Summary
This 10-K filing for Air Products & Chemicals, Inc. (APD) for the fiscal year ended September 30, 2001, details the company's diverse operations across industrial gases, chemicals, and equipment. The report highlights its significant presence in both on-site and merchant gas supply, serving critical industries like chemical processing and electronics. In the chemicals segment, the company focuses on performance chemicals and intermediates, leveraging proprietary technology and scale. The equipment segment designs and manufactures process equipment, with a notable increase in its order backlog compared to the previous year. Investors should note the company's forward-looking statements, which acknowledge potential risks such as economic conditions, competitive pressures, and raw material cost volatility. The filing also details the company's commitment to technology development, with significant R&D expenditures, and addresses environmental compliance costs and potential liabilities. The competitive landscape is described as robust, with Air Products competing against larger entities in both its gas and chemical businesses.
Key Highlights
- 1Air Products operates a diversified business model with significant revenue derived from industrial gases (oxygen, nitrogen, argon, hydrogen), chemicals (performance chemicals, intermediates), and industrial process equipment.

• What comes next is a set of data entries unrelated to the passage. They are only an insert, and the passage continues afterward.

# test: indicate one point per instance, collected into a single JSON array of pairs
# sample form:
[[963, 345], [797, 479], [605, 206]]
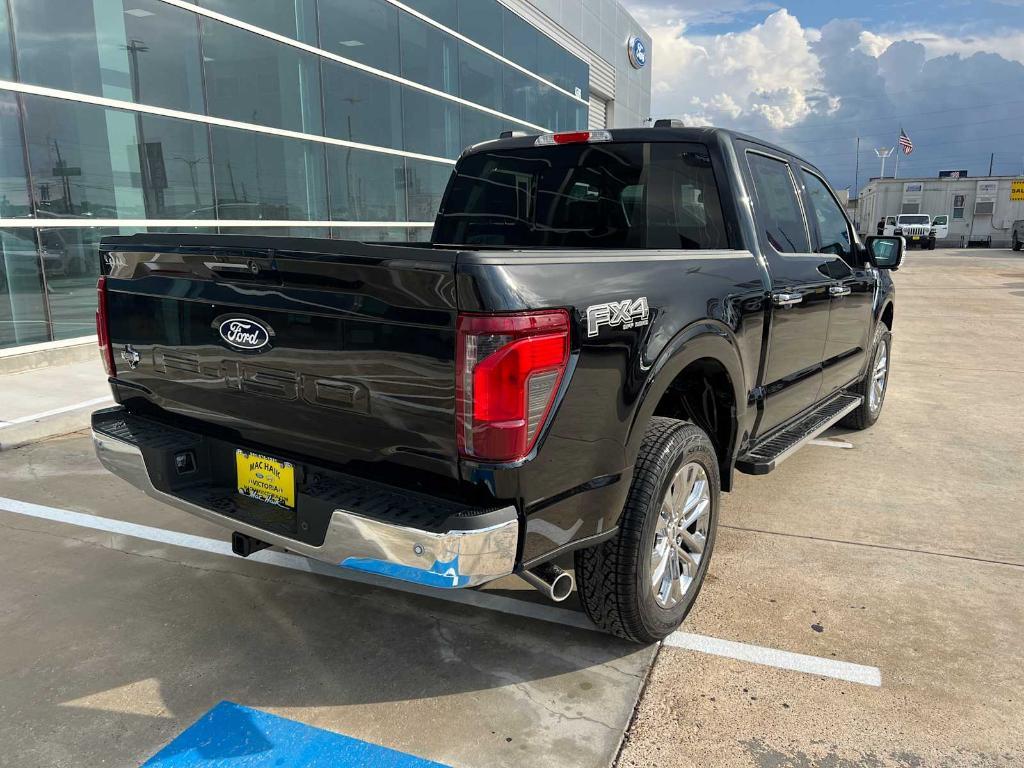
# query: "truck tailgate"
[[336, 349]]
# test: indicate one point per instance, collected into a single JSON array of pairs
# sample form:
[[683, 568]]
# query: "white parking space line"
[[783, 659], [853, 673], [56, 411]]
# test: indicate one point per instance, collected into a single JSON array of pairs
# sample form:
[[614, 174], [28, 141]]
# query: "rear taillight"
[[103, 328], [507, 374], [571, 137]]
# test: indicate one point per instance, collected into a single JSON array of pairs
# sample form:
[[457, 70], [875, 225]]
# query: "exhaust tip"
[[561, 588], [548, 579]]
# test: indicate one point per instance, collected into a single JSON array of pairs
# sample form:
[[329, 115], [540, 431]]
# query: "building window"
[[260, 176], [442, 11], [137, 50], [481, 20], [92, 161], [6, 54], [366, 31], [361, 108], [430, 125], [256, 80], [295, 18], [429, 56], [87, 162], [366, 185]]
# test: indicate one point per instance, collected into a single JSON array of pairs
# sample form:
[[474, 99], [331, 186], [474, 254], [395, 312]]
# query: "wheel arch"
[[697, 377]]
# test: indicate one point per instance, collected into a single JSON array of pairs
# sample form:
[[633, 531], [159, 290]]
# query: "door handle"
[[786, 299]]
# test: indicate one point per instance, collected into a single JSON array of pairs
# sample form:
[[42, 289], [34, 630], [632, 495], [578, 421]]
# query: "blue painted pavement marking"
[[230, 735]]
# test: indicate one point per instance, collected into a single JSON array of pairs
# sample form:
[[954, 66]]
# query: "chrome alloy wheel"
[[681, 535], [880, 374]]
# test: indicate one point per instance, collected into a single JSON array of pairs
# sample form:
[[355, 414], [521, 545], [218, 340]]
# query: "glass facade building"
[[321, 118]]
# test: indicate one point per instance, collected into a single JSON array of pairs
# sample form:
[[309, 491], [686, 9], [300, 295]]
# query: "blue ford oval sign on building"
[[638, 52]]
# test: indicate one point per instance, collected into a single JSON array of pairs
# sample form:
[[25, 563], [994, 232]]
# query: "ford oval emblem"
[[637, 52], [247, 334]]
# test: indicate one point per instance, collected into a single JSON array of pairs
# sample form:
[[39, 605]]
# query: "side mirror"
[[886, 253]]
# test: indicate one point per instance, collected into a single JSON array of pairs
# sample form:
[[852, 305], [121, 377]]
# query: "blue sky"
[[814, 76], [947, 14]]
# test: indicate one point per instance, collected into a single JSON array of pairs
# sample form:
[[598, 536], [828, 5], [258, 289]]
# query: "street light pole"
[[884, 153]]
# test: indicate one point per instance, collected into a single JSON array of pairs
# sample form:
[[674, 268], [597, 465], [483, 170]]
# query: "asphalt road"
[[901, 553]]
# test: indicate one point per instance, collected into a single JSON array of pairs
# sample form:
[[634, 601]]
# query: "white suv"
[[916, 229]]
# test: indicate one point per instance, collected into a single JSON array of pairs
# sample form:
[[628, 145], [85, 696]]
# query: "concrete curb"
[[32, 356], [52, 424]]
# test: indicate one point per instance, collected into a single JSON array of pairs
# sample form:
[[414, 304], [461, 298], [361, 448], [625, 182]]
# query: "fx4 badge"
[[628, 313]]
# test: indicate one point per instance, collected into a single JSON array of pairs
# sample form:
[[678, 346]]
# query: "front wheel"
[[641, 584], [872, 386]]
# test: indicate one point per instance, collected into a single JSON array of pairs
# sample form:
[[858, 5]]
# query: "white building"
[[980, 210]]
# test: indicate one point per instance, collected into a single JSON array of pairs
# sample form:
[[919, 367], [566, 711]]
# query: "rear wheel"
[[872, 386], [641, 584]]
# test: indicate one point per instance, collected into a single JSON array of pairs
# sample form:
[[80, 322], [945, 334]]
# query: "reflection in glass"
[[426, 182], [137, 50], [378, 233], [480, 77], [360, 107], [429, 56], [479, 126], [366, 31], [23, 313], [6, 56], [519, 40], [366, 185], [481, 20], [256, 80], [13, 185], [93, 162], [71, 257], [260, 176], [439, 10], [430, 124]]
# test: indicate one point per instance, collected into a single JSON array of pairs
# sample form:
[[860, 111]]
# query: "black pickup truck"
[[605, 327]]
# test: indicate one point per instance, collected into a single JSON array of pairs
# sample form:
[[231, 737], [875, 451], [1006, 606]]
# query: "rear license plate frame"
[[266, 479]]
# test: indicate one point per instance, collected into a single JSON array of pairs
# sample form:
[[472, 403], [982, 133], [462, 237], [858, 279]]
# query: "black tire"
[[864, 416], [614, 577]]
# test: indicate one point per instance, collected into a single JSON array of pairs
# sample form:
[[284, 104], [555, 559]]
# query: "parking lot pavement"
[[114, 644], [904, 552], [901, 554]]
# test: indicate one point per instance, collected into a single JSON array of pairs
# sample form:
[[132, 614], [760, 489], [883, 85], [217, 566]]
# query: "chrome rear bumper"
[[450, 559]]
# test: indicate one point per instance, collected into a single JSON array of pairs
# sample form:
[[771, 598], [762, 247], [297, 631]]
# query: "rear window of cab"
[[600, 196]]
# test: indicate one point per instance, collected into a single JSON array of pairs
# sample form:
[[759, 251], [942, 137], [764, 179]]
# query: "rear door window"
[[834, 230], [599, 196], [778, 208]]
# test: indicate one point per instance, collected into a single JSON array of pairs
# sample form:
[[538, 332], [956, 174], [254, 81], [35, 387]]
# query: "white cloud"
[[764, 73], [818, 89]]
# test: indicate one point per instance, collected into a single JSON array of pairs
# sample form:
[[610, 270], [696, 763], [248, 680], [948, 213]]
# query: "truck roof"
[[702, 134]]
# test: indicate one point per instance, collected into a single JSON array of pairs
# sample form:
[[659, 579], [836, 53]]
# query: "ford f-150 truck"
[[605, 327]]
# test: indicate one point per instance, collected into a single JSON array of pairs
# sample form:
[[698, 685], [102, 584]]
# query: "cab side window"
[[834, 230], [778, 208]]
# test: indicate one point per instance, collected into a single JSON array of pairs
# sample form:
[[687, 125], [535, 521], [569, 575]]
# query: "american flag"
[[904, 142]]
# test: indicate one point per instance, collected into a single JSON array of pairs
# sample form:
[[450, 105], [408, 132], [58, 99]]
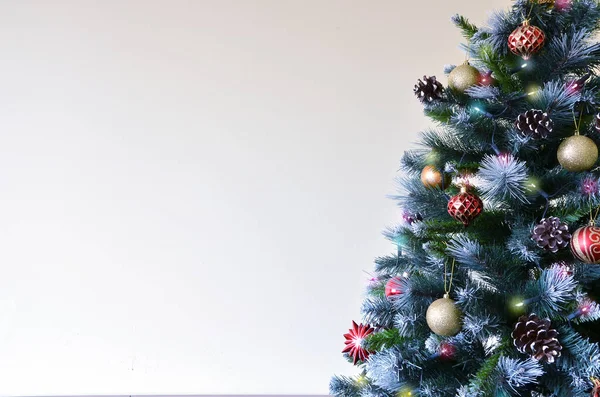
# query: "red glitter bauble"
[[465, 207], [354, 342], [526, 40], [585, 244], [393, 287]]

- 2The company utilizes two primary modes of industrial gas supply: 'Tonnage' or 'on-site' supply for large-volume users under long-term contracts, and 'Merchant supply' for smaller volumes delivered via tanker trucks and tube trailers.
- 3Key industrial gas customers include the chemical process industry (21% of sales) and the electronics industry (14% of sales) in fiscal year 2001.
- 4The chemicals segment includes performance chemicals (16% of sales) like emulsions and additives, and chemical intermediates (11% of sales) such as amines and polyurethane precursors.
- 5The equipment business segment saw an increase in its firm order backlog to $227 million as of September 30, 2001, up from $149 million the previous year, indicating future revenue potential.
- 6The company invests significantly in technology development, with R&D expenditures totaling $123 million in fiscal year 2001.
- 7Environmental compliance costs are a notable factor, with $21 million charged to earnings in fiscal year 2001 and estimated future capital expenditures for pollution control.